Unfortunately, accurate values for individual wind power generation and load levels at the time of the fault were not stored until the initialization of this project since relays retain the measurement data for only 90 days and it was 95 days after the fault that it was decided to initiate the project. Assumptions were thus made based on all the information available.

The total wind power generation and load at the time of the fault were known to be 37 and 100 MW respectively. To be able to choose values for the generation and load at different nodes, all the available power flow measurements on ac lines were studied; this allowed dividing Gotland into five regions, as seen in Table 1.

Table 1: Gotland Regions Region Nodes A Näs (I & II), Öja, Stenbro B Hemse, Havdhem C Hellvi, Storugns, Hultungs D Slite, E The rest of the nodes

The lines separating these regions are listed in Table 2.

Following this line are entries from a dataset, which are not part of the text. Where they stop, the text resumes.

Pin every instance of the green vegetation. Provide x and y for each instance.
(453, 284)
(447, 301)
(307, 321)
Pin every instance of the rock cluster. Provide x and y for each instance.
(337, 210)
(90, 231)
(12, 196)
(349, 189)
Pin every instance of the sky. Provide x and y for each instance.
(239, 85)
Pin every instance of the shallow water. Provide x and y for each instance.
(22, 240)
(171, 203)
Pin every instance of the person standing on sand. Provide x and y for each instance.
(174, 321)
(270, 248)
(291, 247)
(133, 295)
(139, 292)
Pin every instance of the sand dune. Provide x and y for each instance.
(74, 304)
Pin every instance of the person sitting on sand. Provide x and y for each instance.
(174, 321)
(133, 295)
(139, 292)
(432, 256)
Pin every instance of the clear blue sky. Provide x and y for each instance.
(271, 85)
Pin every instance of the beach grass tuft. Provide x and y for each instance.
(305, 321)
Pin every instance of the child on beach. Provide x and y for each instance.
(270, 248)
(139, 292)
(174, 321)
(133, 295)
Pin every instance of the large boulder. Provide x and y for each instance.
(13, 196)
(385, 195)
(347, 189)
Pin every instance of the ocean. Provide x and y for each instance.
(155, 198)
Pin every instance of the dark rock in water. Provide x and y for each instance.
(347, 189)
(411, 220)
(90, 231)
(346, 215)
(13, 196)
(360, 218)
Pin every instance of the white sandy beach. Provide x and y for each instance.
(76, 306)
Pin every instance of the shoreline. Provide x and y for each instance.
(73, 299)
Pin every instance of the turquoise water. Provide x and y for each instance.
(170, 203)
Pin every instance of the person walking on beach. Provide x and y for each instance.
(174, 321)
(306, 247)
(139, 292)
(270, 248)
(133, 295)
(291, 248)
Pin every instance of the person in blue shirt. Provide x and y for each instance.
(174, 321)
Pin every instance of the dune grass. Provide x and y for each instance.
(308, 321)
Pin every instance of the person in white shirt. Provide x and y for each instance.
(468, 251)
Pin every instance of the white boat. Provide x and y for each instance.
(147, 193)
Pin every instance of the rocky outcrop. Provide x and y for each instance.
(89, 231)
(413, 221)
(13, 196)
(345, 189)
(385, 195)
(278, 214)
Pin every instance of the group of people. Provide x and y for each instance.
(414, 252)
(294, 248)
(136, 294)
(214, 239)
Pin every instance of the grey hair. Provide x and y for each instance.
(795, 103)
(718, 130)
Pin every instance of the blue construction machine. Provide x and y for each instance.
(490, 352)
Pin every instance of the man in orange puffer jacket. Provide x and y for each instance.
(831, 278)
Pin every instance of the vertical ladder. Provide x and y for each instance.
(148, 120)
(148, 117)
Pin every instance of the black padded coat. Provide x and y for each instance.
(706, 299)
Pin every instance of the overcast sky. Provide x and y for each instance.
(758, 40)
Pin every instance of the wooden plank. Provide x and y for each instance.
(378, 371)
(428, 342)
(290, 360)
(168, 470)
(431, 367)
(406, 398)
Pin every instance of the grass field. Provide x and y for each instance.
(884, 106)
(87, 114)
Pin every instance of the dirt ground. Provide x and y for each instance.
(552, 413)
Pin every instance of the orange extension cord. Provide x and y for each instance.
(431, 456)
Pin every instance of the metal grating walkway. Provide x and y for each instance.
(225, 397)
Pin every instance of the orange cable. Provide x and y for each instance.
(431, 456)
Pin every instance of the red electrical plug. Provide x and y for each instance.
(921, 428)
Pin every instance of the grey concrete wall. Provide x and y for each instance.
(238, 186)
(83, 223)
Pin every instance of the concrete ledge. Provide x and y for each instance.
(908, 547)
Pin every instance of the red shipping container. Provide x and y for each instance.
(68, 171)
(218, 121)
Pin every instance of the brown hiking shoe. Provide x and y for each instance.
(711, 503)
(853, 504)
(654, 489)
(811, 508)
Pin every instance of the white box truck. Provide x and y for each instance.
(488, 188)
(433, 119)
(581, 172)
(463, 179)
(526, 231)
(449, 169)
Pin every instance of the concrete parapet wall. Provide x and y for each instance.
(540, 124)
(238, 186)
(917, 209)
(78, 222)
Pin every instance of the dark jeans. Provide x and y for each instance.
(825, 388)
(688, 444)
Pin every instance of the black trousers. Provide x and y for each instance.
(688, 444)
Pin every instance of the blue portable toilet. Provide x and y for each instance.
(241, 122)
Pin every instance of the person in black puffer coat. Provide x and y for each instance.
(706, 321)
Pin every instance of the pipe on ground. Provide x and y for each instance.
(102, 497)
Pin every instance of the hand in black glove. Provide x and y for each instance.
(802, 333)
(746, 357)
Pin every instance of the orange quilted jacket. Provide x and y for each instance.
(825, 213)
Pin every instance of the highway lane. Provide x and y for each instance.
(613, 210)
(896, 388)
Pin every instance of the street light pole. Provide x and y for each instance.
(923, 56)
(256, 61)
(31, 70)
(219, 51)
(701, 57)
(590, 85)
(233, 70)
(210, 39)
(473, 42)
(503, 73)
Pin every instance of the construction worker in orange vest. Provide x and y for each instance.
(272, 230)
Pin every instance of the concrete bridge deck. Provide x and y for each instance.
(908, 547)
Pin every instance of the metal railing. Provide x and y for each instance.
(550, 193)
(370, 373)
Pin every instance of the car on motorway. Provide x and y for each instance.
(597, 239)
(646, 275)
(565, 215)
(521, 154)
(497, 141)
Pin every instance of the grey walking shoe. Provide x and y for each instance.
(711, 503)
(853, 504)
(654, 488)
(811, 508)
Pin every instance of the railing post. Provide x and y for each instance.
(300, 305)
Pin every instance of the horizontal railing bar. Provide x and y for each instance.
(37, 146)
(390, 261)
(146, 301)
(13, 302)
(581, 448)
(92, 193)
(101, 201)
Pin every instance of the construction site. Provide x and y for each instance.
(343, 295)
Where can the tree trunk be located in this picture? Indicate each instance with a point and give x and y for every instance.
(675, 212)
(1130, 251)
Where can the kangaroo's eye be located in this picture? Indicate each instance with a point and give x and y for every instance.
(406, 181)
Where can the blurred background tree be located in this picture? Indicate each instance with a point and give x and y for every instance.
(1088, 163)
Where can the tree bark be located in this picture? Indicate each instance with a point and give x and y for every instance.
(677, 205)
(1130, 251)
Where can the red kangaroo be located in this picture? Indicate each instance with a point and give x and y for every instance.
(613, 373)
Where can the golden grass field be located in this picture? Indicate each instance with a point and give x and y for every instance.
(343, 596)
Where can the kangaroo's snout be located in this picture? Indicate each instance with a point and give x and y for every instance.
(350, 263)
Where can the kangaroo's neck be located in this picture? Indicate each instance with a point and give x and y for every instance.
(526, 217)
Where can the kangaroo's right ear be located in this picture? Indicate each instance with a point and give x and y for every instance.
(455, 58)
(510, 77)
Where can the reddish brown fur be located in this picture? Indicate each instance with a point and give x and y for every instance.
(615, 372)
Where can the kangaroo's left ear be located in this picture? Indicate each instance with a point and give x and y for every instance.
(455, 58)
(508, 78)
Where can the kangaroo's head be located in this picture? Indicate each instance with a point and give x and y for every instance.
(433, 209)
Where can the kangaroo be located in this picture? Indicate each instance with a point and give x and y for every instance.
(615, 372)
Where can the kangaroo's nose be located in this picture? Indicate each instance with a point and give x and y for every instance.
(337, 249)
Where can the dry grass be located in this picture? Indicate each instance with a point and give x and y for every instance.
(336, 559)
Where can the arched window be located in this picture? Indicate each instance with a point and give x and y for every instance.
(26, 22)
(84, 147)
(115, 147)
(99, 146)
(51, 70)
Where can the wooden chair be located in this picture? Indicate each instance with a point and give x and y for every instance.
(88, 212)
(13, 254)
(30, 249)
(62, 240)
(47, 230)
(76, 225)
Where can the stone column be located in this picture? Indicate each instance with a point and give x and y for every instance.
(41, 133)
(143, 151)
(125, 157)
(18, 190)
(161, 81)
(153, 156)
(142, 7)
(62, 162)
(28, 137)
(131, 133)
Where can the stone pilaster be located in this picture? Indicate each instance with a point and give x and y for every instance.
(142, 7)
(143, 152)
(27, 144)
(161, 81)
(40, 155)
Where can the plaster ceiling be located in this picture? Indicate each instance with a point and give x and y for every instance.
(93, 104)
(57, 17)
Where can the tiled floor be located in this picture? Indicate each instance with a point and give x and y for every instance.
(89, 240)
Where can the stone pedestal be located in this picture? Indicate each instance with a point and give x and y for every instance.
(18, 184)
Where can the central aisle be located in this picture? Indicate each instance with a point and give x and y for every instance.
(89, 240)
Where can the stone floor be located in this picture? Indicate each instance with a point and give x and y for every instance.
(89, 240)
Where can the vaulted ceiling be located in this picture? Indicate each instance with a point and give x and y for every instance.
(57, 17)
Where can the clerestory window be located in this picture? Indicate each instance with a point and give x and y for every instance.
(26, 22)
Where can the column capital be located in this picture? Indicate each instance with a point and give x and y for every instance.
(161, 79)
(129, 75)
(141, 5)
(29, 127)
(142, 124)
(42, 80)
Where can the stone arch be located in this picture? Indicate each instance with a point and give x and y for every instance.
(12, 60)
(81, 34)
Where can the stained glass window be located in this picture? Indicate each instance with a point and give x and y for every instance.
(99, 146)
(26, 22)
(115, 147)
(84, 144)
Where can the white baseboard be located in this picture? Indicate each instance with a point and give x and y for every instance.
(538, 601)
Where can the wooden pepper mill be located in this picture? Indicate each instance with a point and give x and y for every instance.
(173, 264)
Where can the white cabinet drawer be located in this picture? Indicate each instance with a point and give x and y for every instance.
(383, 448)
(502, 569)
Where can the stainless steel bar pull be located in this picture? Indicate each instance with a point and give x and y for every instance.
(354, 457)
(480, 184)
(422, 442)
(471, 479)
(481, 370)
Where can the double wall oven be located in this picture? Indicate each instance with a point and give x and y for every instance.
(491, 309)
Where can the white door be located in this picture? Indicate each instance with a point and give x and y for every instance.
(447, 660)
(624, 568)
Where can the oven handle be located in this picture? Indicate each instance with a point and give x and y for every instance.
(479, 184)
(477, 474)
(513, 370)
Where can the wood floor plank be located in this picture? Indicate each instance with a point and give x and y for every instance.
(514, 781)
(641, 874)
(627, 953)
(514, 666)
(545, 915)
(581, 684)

Table 2: Lines Separating Regions Line Connecting Regions* Power Flow (MW) L41_S1 A to B 9.89 HVDC Light A to E 0.2 L8_S2 B to E 1.57 L2_S4 B to E 6.25 L1_S1 C to D 0.275 L6_S1 E to D 14.84 L7_S1 E to D 21.4 * The sequence is used to show the direction of the power flow at the time of the fault

A summary of this information can be seen in Figure 11.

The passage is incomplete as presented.